Le choix du prochain Secrétaire général devrait être tranché lors du XXe Sommet de la Francophonie, prévu au Cambodge en 2026. Face à Coumba Bâ, la compétition s’annonce relevée, avec notamment la Rwandaise Louise Mushikiwabo, actuelle Secrétaire générale, la Congolaise Juliana Lumumba, ainsi que le Roumain Dacian Cioloș.
Dans ce paysage, la candidate mauritanienne peut avancer un argument particulier : celui de l’équilibre. La Mauritanie occupe une position singulière, à la fois africaine, arabe et francophone. Elle n’est pas directement engagée dans les tensions qui opposent certains pôles influents de l’espace francophone, ce qui pourrait faire de Coumba Bâ une figure moins clivante et plus acceptable pour des États à la recherche d’un compromis.

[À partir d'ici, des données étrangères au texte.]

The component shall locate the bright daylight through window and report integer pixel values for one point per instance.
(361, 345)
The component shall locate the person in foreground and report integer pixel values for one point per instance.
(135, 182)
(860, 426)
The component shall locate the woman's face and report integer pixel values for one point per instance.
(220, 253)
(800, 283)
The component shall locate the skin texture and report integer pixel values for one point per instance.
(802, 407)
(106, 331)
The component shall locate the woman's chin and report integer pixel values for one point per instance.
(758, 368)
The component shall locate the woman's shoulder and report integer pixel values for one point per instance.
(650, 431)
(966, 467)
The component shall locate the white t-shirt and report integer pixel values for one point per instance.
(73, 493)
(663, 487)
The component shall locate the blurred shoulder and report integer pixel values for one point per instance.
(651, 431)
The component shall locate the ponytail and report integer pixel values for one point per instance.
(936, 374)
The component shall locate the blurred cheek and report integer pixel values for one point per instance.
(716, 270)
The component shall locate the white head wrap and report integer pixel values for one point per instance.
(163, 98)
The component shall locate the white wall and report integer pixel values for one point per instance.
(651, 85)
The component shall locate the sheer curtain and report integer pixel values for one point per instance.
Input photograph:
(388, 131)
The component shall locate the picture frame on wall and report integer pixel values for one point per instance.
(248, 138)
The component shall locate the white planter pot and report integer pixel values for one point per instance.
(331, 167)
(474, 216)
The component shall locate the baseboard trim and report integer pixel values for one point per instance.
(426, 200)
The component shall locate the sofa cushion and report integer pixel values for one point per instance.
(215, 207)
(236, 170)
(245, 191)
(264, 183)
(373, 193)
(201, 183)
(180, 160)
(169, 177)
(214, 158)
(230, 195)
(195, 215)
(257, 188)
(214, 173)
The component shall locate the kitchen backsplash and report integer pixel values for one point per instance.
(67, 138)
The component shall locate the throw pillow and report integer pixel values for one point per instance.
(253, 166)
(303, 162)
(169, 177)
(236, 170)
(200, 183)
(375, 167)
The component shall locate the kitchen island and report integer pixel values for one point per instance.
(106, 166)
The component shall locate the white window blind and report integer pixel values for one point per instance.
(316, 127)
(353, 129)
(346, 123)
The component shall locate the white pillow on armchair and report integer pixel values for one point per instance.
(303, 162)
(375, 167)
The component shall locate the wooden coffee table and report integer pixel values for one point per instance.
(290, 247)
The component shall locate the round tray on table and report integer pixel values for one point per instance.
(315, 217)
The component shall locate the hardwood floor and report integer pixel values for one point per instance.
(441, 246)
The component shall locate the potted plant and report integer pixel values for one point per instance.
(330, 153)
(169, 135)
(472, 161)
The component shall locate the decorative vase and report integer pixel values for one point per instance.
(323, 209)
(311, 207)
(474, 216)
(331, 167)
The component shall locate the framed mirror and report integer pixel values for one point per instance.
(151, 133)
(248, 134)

Son principal atout réside donc dans sa capacité à incarner une candidature de consensus, surtout si la confrontation entre Kigali et Kinshasa venait à durcir la compétition. Louise Mushikiwabo bénéficie de l’avantage de la fonction et d’un réseau déjà établi au sein de l’organisation. Juliana Lumumba, de son côté, peut s’appuyer sur le poids démographique et symbolique de la République démocratique du Congo, premier pays francophone du monde par sa population.
Entre ces deux candidatures africaines à forte charge politique, Coumba Bâ pourrait apparaître comme une option de sortie honorable : une personnalité issue du continent, mais moins directement associée aux lignes de fracture actuelles. Encore faudrait-il que la diplomatie mauritanienne parvienne à construire autour d’elle des soutiens solides, en Afrique comme auprès des capitales influentes de la Francophonie.
Ses chances peuvent donc être qualifiées de réelles, mais encore fragiles. Elles dépendront moins de son profil personnel que de la capacité de Nouakchott à transformer cette candidature en offre diplomatique crédible : celle d’une Francophonie plus équilibrée, plus attentive aux réalités africaines, et moins prisonnière des rapports de force entre grands pôles d’influence.
En ce sens, la candidature de Coumba Bâ dépasse le seul enjeu d’une élection interne à l’OIF. Elle constitue un test pour la diplomatie mauritanienne et pour sa capacité à faire valoir son rôle de passerelle entre l’Afrique, le monde arabe et l’espace francophone.